Numa instalação cênica formada por painéis de luzes oníricos, confetes e colchões infláveis, ao longo de 90 minutos, o grupo busca proporcionar ao público uma vivência única no teatro: ao preparar o espaço cênico para dormir, o grupo reflete sobre a dificuldade de se ter um sono de qualidade nas cidades. E, para adicionar outras camadas ao texto, o elenco procura se lembrar dos sonhos perdidos nas suas memórias.
A trama se descortina no plano dos sonhos, onde um grupo de pessoas (na peça, “Setegente”), decide alugar uma casa no campo para celebrar algo do qual não se lembra mais. Neste ambiente, são surpreendidos pela noite, quando o encontro festivo ganha contornos oníricos que entortam a realidade: a casa se desloca para um cemitério, cruza com dois rios e leva a todos ao topo de uma montanha rodeada por uma onça.
Ao longo da pesquisa, o grupo entendeu que um dos grandes problemas da sociedade ocidental foi ter abandonado o sono, ao ponto de mal conseguir se lembrar dos sonhos. Essa ideia ganha eco nas palavras do neurocientista Sidarta Ribeiro, outra importante referência para a construção do espetáculo. O pesquisador observa que estamos desconectados de uma coletividade, enfrentando sérios prejuízos cognitivos e sociais.
Desta forma, a proposta de Um Jaguar por Noite é posicionar o sonho como um dos fenômenos centrais da experiência humana, já que o ato de sonhar é capaz de elaborar ideias e construir estratégias de vida e de produção de novos futuros.
A idealização e a realização do espetáculo são do 28 Patas Furiosas, que assina a dramaturgia ao lado de Tadeu Renato. Em cena estão Isabel Wolfenson, Maíra do Nascimento, Pedro Stempniewski, Sofia Botelho e Valéria Rocha. A encenação, cenografia e luz são de Wagner Antônio.
Sobre a encenação
Como os mundos da vigília e o onírico se misturam na dramaturgia, todo o espetáculo é construído a partir da sobreposição de imagens e palavras. Ou seja, na prática, as cenas se ligam menos por uma relação de causalidade e mais por conexões simbólicas, como simulando uma linguagem do sonho.

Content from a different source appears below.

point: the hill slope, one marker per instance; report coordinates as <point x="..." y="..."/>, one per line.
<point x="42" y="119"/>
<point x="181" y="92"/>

E Wagner Antônio foi o responsável por construir uma ambiência que funciona como uma instalação composta por colchões infláveis, três painéis de luz, confetes, vasos, dentre outros itens.
“A peça se estabelece como um ritual de entrada no mundo dos sonhos, mas também como um caminho de volta para a realidade. Quando um sonho é compartilhado, ele se torna política, espiritualidade, filosofia – o que estamos chamando de tecnologia dos sonhos”, comenta o encenador.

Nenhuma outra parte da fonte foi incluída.